A BsmBI site was found within the non-coding sequence of the minimal replication element, meaning that this had to be changed with a more careful approach, as any change could have heavy influence on secondary structure and potentially impair the function. Due to this reason we made sure to try all possible variants of mutations to remove the recognition site of the restriction enzyme In order to assemble our desired part we synthesized different parts of it with the mutations we introduced. Due to the length and complexity of the sequence we had to divide the synthesis of the minimal replication element into three parts that later had to be fused together. Additionally, we wanted to implement a reporter for easy selection. We chose rfp, which was amplified out of the Lvl0_8_Amp/ColE1 part from last years Marburg Collection in addition with the ColE1 ori that can be found on it. This means that our vector does not just contain the cyanobacterial ori of our strain, but also a high copy origin for replication in E. coli (Gerhart et al., 2002) . As an antibiotic cassette we chose spectinomycin, which we also amplified by PCR, this time from pAM4787 (Chen et al., 2016) . Finally, those five fragments - the three parts of the minimal replication element, the ColE1 ori & rfp cassette and the spectinomycin resistance cassette (aadA) - were fused together in a Gibson reaction, resulting in BBa_K3228069 (sometimes also called lvl 1 ori), the first cyanobacterial shuttle vector for cloning lvl 1 constructs in a modular way. This part has two BsaI sites that flank the rfp cassette, so that this genetic element will be exchanged with the other parts in a lvl 1 Golden Gate reaction.

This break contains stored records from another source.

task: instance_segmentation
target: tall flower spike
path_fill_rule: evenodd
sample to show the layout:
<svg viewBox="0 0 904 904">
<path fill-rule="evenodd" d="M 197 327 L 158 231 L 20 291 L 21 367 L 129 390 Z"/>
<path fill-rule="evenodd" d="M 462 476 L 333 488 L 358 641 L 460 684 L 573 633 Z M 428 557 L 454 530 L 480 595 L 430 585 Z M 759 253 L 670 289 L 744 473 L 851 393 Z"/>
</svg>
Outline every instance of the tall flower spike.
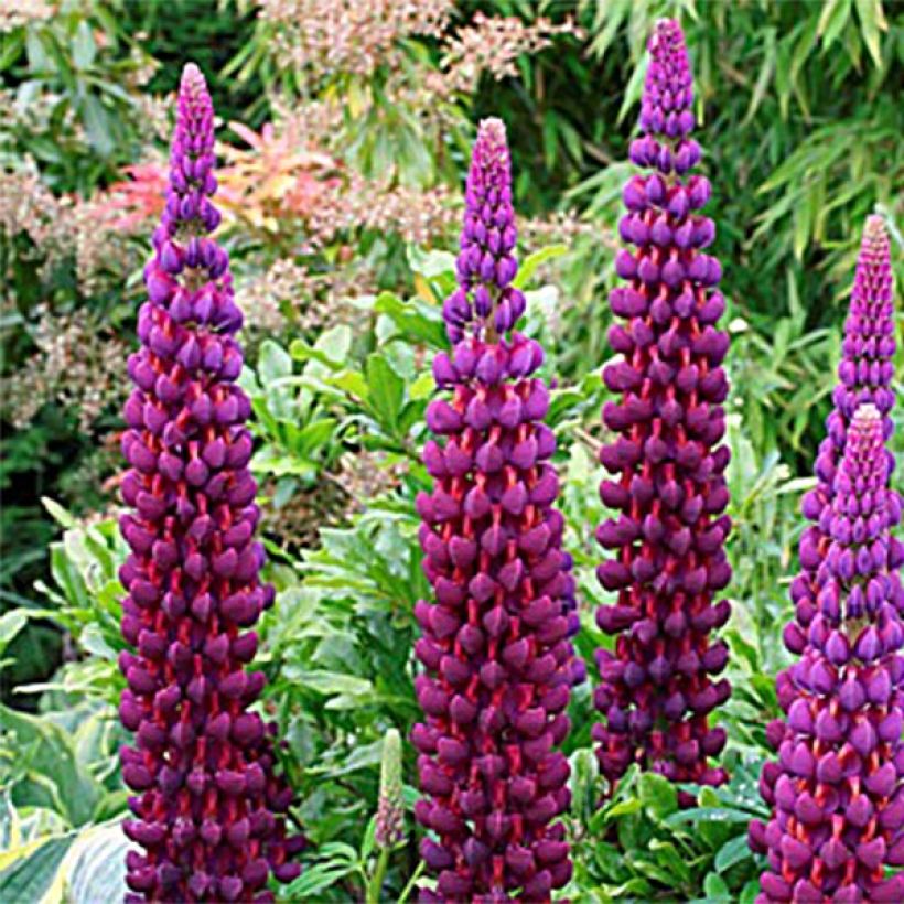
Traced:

In addition to this, we created a second shuttle vector, this time for cloning lvl 2 constructs: This vector has mostly the same design as BBa_K3228069, but the rfp cassette is flanked by BsmBI sites, enabling the construction of lvl 2 vectors.

Furthermore this part bears a kanamycin resistance cassette instead of the spectinomycin resistance of the lvl 1 ori. This part was assembled in a four part Gibson reaction, as in addition to ColE1 and the rfp cassette also the kanamycin resistance cassette could be amplified via PCR, in this case from pYTK_0_84, a plasmid from the Dueber MoClo Yeast Toolkit, resulting in BBa_K3228089 (sometimes called lvl 2 ori). For all these cloning processes special overhangs had to be added for Gibson Assembly.